Sie sind auf dem Weg zur Arbeit, wenn Sie sich auf den Vortrag konzentrieren, den Sie am Nachmittag halten sollen. Sie proben Ihr Gespräch mit sich selbst, während Sie ins Büro fahren, und bereiten sich auf die Fragen vor, die Ihre Kollegen möglicherweise stellen. Später, wenn Sie Ihren E-Mail-Posteingang aussortieren, überlegen Sie sich Ihre Optionen für das Mittagessen, während Sie endlos scrollen.
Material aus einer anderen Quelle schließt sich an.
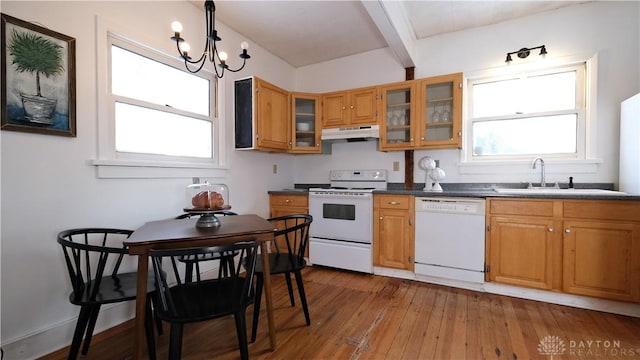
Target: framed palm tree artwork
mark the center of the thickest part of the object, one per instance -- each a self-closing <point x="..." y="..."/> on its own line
<point x="38" y="79"/>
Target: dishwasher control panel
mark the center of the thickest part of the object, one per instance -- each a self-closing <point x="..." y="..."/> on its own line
<point x="449" y="205"/>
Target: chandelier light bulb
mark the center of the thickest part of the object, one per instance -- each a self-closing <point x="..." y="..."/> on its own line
<point x="176" y="26"/>
<point x="210" y="51"/>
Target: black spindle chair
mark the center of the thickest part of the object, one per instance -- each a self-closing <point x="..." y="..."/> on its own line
<point x="287" y="256"/>
<point x="186" y="300"/>
<point x="93" y="257"/>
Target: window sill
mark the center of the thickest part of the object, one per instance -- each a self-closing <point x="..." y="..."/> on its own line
<point x="589" y="166"/>
<point x="135" y="169"/>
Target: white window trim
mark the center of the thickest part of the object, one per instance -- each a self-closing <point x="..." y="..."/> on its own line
<point x="591" y="161"/>
<point x="112" y="165"/>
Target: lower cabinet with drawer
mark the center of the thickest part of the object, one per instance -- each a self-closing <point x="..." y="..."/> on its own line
<point x="582" y="247"/>
<point x="393" y="234"/>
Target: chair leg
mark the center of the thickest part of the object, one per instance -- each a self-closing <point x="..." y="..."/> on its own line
<point x="78" y="333"/>
<point x="241" y="329"/>
<point x="256" y="306"/>
<point x="188" y="271"/>
<point x="148" y="329"/>
<point x="157" y="319"/>
<point x="287" y="277"/>
<point x="175" y="342"/>
<point x="93" y="318"/>
<point x="303" y="297"/>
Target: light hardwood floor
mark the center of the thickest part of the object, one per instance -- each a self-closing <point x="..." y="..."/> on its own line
<point x="358" y="316"/>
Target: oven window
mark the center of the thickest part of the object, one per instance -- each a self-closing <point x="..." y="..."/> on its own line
<point x="339" y="211"/>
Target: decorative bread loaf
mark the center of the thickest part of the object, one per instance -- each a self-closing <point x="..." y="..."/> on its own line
<point x="208" y="200"/>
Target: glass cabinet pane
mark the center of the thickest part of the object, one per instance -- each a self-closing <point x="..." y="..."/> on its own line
<point x="438" y="121"/>
<point x="305" y="122"/>
<point x="398" y="115"/>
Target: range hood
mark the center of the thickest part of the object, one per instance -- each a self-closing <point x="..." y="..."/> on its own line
<point x="352" y="133"/>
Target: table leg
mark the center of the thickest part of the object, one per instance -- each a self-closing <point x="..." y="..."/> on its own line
<point x="267" y="293"/>
<point x="139" y="340"/>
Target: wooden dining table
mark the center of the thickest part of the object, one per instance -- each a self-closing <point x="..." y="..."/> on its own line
<point x="182" y="233"/>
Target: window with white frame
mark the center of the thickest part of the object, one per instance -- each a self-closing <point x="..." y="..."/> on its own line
<point x="158" y="113"/>
<point x="529" y="114"/>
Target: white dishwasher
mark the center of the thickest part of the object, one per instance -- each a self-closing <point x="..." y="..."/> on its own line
<point x="449" y="238"/>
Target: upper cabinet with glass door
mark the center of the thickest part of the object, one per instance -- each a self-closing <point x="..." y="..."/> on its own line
<point x="397" y="130"/>
<point x="440" y="123"/>
<point x="305" y="129"/>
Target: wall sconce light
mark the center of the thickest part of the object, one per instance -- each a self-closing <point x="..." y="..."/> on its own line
<point x="524" y="53"/>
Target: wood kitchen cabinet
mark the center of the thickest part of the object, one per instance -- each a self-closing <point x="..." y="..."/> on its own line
<point x="440" y="109"/>
<point x="523" y="244"/>
<point x="397" y="121"/>
<point x="261" y="115"/>
<point x="601" y="249"/>
<point x="286" y="204"/>
<point x="350" y="108"/>
<point x="305" y="123"/>
<point x="393" y="231"/>
<point x="582" y="247"/>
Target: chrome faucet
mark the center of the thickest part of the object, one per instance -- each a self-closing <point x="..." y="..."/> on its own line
<point x="533" y="166"/>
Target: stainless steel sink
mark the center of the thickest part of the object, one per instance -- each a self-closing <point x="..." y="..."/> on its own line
<point x="557" y="191"/>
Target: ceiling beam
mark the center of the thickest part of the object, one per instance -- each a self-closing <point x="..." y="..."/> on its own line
<point x="392" y="22"/>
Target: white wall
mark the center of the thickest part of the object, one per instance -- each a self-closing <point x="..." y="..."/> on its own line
<point x="48" y="184"/>
<point x="609" y="29"/>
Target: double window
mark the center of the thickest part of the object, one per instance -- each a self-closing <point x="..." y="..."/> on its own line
<point x="153" y="114"/>
<point x="529" y="114"/>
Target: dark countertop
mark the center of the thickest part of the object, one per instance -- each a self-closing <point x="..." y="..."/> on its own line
<point x="478" y="190"/>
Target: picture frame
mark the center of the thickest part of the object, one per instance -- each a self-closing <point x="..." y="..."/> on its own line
<point x="38" y="79"/>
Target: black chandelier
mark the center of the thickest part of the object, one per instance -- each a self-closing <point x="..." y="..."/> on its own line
<point x="210" y="48"/>
<point x="524" y="53"/>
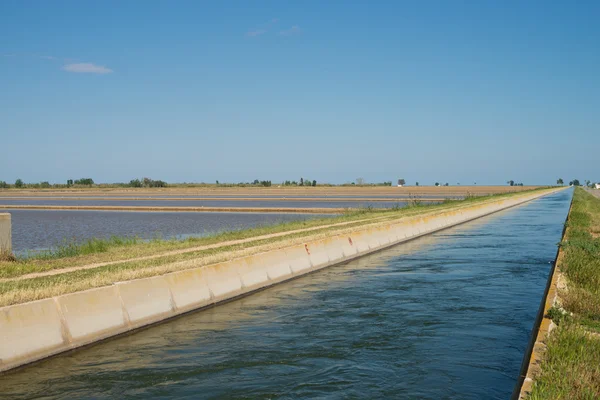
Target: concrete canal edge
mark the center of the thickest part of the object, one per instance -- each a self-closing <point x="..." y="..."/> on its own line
<point x="5" y="233"/>
<point x="542" y="326"/>
<point x="36" y="330"/>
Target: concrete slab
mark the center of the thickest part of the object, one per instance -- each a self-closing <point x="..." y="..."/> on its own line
<point x="146" y="300"/>
<point x="189" y="289"/>
<point x="92" y="313"/>
<point x="29" y="331"/>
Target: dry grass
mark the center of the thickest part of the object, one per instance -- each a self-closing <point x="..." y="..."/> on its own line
<point x="365" y="191"/>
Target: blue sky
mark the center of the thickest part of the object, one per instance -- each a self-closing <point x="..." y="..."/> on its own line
<point x="448" y="91"/>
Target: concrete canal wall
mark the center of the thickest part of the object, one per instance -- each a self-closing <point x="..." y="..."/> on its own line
<point x="39" y="329"/>
<point x="5" y="233"/>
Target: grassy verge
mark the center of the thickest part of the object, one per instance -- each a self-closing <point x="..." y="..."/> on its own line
<point x="571" y="369"/>
<point x="126" y="264"/>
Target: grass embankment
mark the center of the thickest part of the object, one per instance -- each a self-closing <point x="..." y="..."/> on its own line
<point x="98" y="263"/>
<point x="571" y="368"/>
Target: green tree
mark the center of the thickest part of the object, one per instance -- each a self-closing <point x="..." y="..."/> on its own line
<point x="135" y="183"/>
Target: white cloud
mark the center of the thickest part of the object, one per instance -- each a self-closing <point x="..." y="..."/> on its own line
<point x="86" y="68"/>
<point x="257" y="32"/>
<point x="294" y="30"/>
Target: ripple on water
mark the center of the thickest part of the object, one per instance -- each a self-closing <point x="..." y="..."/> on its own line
<point x="446" y="316"/>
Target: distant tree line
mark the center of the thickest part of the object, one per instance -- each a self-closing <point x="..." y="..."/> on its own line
<point x="303" y="182"/>
<point x="147" y="182"/>
<point x="513" y="183"/>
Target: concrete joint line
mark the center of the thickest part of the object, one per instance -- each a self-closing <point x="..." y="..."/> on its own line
<point x="64" y="327"/>
<point x="123" y="308"/>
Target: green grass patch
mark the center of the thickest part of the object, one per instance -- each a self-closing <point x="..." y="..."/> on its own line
<point x="124" y="253"/>
<point x="571" y="369"/>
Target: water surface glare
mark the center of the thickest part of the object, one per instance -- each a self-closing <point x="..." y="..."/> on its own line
<point x="446" y="316"/>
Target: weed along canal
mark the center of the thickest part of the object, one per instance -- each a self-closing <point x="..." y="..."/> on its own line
<point x="448" y="315"/>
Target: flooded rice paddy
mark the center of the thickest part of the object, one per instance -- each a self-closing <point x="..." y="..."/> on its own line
<point x="43" y="229"/>
<point x="446" y="316"/>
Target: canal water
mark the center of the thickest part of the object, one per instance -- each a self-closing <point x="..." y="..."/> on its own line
<point x="446" y="316"/>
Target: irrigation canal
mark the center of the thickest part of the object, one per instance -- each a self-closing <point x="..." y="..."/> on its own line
<point x="446" y="316"/>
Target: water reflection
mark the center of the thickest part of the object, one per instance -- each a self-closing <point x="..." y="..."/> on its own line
<point x="41" y="229"/>
<point x="443" y="316"/>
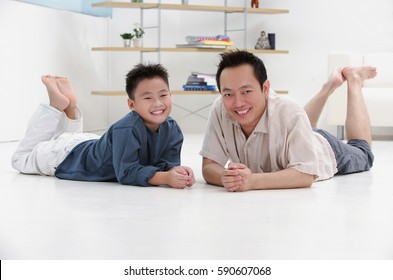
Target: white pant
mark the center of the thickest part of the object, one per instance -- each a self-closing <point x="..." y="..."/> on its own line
<point x="49" y="137"/>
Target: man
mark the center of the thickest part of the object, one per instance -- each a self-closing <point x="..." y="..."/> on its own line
<point x="271" y="142"/>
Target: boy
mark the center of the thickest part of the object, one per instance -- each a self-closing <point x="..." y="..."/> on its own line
<point x="143" y="148"/>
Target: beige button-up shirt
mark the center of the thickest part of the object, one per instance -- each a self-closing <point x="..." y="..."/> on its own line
<point x="282" y="139"/>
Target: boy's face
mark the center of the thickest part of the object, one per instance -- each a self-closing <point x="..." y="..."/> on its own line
<point x="242" y="96"/>
<point x="152" y="101"/>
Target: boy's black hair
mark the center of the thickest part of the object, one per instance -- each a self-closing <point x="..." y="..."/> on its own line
<point x="239" y="57"/>
<point x="142" y="72"/>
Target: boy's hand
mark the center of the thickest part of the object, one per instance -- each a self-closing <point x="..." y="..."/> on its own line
<point x="236" y="178"/>
<point x="180" y="177"/>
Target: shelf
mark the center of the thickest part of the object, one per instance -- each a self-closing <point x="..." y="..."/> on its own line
<point x="188" y="7"/>
<point x="131" y="49"/>
<point x="174" y="92"/>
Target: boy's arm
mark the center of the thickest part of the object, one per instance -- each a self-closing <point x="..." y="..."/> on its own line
<point x="178" y="177"/>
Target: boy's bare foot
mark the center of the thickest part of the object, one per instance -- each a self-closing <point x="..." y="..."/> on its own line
<point x="336" y="79"/>
<point x="359" y="74"/>
<point x="65" y="88"/>
<point x="56" y="98"/>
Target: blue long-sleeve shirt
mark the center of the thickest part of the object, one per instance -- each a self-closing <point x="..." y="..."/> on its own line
<point x="129" y="153"/>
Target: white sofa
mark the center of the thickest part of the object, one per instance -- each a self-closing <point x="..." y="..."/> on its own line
<point x="378" y="92"/>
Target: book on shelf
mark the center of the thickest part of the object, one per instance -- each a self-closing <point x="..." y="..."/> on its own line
<point x="202" y="46"/>
<point x="219" y="41"/>
<point x="200" y="82"/>
<point x="218" y="38"/>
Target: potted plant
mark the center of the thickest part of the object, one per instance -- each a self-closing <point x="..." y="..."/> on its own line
<point x="127" y="39"/>
<point x="138" y="34"/>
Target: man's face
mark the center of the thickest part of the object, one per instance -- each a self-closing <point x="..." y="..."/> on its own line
<point x="152" y="101"/>
<point x="242" y="96"/>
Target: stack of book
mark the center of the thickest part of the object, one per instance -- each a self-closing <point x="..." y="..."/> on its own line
<point x="219" y="41"/>
<point x="201" y="81"/>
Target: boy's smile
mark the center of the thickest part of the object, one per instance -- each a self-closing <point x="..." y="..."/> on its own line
<point x="152" y="102"/>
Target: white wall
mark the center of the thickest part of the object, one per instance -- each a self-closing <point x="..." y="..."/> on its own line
<point x="59" y="42"/>
<point x="310" y="31"/>
<point x="37" y="40"/>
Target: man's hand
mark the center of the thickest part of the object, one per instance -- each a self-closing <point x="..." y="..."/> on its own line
<point x="237" y="178"/>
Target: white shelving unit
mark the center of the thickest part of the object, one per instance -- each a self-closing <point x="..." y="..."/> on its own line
<point x="158" y="49"/>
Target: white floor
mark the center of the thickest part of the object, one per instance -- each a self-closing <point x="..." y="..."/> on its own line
<point x="347" y="217"/>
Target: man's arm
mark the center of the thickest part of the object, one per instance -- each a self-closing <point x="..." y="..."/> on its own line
<point x="239" y="178"/>
<point x="212" y="171"/>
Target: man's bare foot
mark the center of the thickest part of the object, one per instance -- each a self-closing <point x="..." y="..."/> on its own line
<point x="65" y="88"/>
<point x="56" y="98"/>
<point x="336" y="79"/>
<point x="359" y="74"/>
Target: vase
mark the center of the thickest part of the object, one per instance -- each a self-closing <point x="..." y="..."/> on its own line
<point x="127" y="43"/>
<point x="138" y="42"/>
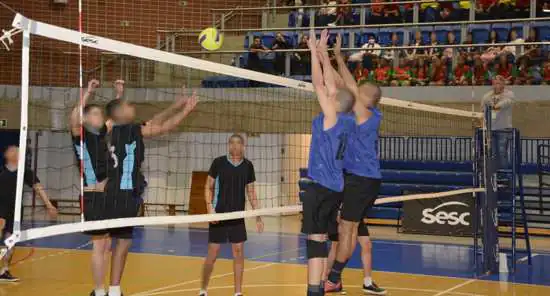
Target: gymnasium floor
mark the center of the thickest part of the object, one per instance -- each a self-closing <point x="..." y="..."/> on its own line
<point x="167" y="261"/>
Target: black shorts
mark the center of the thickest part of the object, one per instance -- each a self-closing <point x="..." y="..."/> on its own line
<point x="320" y="207"/>
<point x="359" y="196"/>
<point x="102" y="206"/>
<point x="223" y="232"/>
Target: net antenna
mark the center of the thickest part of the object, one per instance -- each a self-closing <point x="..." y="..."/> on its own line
<point x="105" y="44"/>
<point x="6" y="38"/>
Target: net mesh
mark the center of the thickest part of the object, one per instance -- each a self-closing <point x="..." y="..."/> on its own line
<point x="275" y="120"/>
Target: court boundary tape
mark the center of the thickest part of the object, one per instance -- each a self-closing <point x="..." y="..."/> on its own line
<point x="304" y="286"/>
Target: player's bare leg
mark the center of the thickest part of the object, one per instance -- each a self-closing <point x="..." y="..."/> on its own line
<point x="238" y="266"/>
<point x="208" y="266"/>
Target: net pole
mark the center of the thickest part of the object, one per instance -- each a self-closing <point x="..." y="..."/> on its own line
<point x="81" y="111"/>
<point x="25" y="64"/>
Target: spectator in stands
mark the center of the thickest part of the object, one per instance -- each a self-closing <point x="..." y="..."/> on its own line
<point x="486" y="9"/>
<point x="504" y="69"/>
<point x="448" y="52"/>
<point x="532" y="51"/>
<point x="382" y="73"/>
<point x="462" y="74"/>
<point x="526" y="75"/>
<point x="438" y="72"/>
<point x="391" y="54"/>
<point x="480" y="72"/>
<point x="327" y="14"/>
<point x="302" y="59"/>
<point x="434" y="51"/>
<point x="420" y="72"/>
<point x="344" y="14"/>
<point x="401" y="75"/>
<point x="514" y="50"/>
<point x="546" y="73"/>
<point x="430" y="9"/>
<point x="280" y="43"/>
<point x="254" y="60"/>
<point x="521" y="9"/>
<point x="490" y="53"/>
<point x="369" y="50"/>
<point x="414" y="52"/>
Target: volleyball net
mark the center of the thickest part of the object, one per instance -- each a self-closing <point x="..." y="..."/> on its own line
<point x="273" y="113"/>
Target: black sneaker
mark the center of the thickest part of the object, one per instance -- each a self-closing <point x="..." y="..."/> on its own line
<point x="7" y="277"/>
<point x="374" y="290"/>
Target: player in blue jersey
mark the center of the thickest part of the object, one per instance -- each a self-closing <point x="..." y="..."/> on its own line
<point x="362" y="175"/>
<point x="328" y="144"/>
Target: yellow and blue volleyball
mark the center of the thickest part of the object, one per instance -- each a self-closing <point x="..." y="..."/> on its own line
<point x="211" y="39"/>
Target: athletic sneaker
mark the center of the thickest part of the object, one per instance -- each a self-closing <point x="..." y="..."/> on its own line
<point x="331" y="287"/>
<point x="374" y="290"/>
<point x="7" y="277"/>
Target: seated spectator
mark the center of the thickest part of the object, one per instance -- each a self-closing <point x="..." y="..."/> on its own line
<point x="391" y="54"/>
<point x="327" y="14"/>
<point x="480" y="73"/>
<point x="486" y="9"/>
<point x="371" y="48"/>
<point x="302" y="59"/>
<point x="521" y="9"/>
<point x="448" y="52"/>
<point x="546" y="73"/>
<point x="462" y="74"/>
<point x="344" y="14"/>
<point x="420" y="72"/>
<point x="504" y="68"/>
<point x="434" y="51"/>
<point x="526" y="75"/>
<point x="279" y="62"/>
<point x="490" y="53"/>
<point x="438" y="72"/>
<point x="532" y="51"/>
<point x="514" y="50"/>
<point x="415" y="52"/>
<point x="430" y="9"/>
<point x="401" y="75"/>
<point x="382" y="73"/>
<point x="255" y="50"/>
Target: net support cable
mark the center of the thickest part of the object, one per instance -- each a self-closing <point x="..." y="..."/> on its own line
<point x="29" y="27"/>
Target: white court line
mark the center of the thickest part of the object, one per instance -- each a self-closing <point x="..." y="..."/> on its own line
<point x="229" y="273"/>
<point x="304" y="286"/>
<point x="455" y="287"/>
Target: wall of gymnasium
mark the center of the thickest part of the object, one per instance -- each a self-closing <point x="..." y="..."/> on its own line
<point x="136" y="21"/>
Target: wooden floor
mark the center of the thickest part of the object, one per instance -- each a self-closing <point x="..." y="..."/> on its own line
<point x="167" y="261"/>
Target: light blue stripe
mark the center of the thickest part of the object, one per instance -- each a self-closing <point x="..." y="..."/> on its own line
<point x="127" y="182"/>
<point x="216" y="192"/>
<point x="89" y="173"/>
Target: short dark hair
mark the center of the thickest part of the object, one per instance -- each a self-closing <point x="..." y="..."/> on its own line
<point x="236" y="136"/>
<point x="89" y="107"/>
<point x="112" y="106"/>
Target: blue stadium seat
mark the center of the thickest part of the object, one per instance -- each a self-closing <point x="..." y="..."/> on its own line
<point x="502" y="29"/>
<point x="480" y="33"/>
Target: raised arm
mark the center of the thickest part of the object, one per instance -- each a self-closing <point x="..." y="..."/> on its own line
<point x="343" y="70"/>
<point x="156" y="129"/>
<point x="326" y="94"/>
<point x="75" y="114"/>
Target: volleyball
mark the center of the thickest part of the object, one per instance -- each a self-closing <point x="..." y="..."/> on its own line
<point x="211" y="39"/>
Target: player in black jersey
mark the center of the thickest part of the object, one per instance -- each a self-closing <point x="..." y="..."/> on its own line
<point x="8" y="187"/>
<point x="230" y="181"/>
<point x="124" y="171"/>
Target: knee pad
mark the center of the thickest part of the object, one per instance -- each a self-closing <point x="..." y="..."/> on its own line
<point x="316" y="249"/>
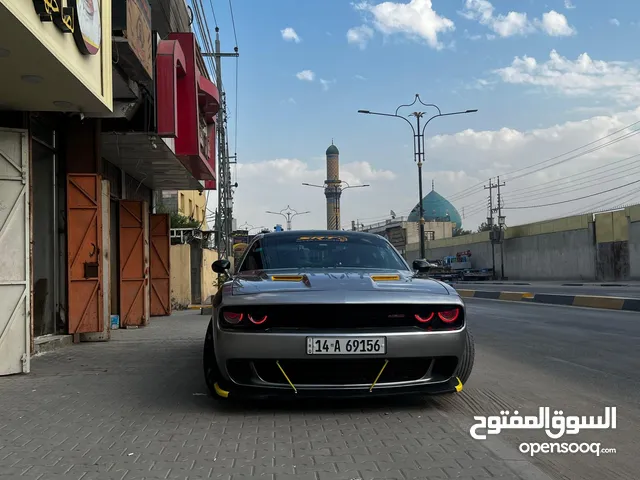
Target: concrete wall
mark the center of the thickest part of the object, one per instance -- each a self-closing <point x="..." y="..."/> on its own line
<point x="180" y="276"/>
<point x="634" y="241"/>
<point x="604" y="247"/>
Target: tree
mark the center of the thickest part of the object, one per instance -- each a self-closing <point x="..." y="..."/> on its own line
<point x="458" y="232"/>
<point x="484" y="227"/>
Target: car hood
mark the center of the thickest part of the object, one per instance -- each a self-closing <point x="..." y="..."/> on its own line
<point x="335" y="280"/>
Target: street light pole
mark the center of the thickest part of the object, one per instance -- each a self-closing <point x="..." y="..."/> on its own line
<point x="288" y="213"/>
<point x="338" y="189"/>
<point x="418" y="148"/>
Dies sind nur einige Beispiele dafür, wie jede Aktion, die wir in der realen Welt ausführen, auch die verborgene, alternative Aktion mit sich bringt, die wir uns nur vorgestellt haben. Es wurden erhebliche Forschungsanstrengungen unternommen, um das Wie und Warum unserer aktiven Entscheidungsfindung zu verstehen. Neue Erkenntnisse zeigen jedoch, dass die Zeit, die wir in alternativen Realitäten verbringen, auch einem wichtigen neurologischen Zweck dient.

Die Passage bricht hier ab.